Cinq ans auparavant, Lionel Jospin était devenu Premier ministre, à la tête d'une majorité de gauche "plurielle" - réunissant socialistes, communistes et écologistes - vainqueure surprenante d'élections législatives provoquées par une non moins surprenante dissolution de l'Assemblée nationale par le président de droite Jacques Chirac.
Porté par un environnement économique très favorable, il "cohabite" donc avec le chef d'Etat et met en place la réduction du temps de travail à 35 heures hebdomadaires, la couverture maladie universelle (CMU) et un contrat d'union civile - le PACS - pour tous les couples.

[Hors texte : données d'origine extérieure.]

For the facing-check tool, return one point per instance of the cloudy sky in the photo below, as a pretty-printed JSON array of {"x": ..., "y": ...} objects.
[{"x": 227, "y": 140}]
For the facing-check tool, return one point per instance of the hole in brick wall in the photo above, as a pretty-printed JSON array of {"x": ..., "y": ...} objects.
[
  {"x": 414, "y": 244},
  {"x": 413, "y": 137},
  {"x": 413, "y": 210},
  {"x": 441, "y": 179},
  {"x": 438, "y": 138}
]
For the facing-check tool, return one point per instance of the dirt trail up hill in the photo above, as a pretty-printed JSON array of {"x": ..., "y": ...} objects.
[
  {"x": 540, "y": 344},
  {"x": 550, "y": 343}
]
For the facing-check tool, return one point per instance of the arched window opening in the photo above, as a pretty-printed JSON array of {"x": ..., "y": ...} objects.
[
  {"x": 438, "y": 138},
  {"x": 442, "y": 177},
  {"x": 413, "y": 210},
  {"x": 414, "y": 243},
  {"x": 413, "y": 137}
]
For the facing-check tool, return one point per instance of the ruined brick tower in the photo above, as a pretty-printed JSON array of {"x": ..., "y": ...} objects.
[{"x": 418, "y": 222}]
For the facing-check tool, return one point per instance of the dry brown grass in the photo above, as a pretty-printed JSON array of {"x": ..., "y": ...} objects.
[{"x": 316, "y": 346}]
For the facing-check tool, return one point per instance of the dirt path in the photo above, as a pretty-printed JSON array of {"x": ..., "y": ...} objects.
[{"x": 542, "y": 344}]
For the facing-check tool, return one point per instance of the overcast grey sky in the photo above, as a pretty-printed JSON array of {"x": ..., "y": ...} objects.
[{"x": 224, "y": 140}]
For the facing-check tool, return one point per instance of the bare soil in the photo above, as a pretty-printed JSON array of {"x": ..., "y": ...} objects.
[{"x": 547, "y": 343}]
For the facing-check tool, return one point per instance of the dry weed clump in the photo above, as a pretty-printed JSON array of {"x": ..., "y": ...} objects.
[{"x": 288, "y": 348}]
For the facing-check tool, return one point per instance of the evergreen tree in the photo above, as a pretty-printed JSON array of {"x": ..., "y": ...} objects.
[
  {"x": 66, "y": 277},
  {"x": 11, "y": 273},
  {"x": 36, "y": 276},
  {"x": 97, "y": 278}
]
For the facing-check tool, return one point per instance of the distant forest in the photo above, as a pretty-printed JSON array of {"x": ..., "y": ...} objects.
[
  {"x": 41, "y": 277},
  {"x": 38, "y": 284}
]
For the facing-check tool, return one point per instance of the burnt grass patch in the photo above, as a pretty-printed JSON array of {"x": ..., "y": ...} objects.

Entouré d'une équipe ministérielle solide, il parvient à faire baisser le chômage. Et lorsqu'il se présente à l'élection présidentielle de 2002, cet ancien basketteur universitaire de bon niveau, grand, raide, lunettes à montures d'acier et cheveux frisés blanchis par le temps, porte les immenses espoirs d'une gauche qui, après François Mitterrand au pouvoir entre 1981 et 1995, rêve d'un retour à l'Elysée.
Comme la plupart des élites politiques du pays, Lionel Jospin, né dans une famille protestante en 1937 à Meudon près de Paris, avait fait ses armes sur les bancs de la prestigieuse Ecole normale d'administration (ENA), entrant au ministère des Affaires étrangères en 1965.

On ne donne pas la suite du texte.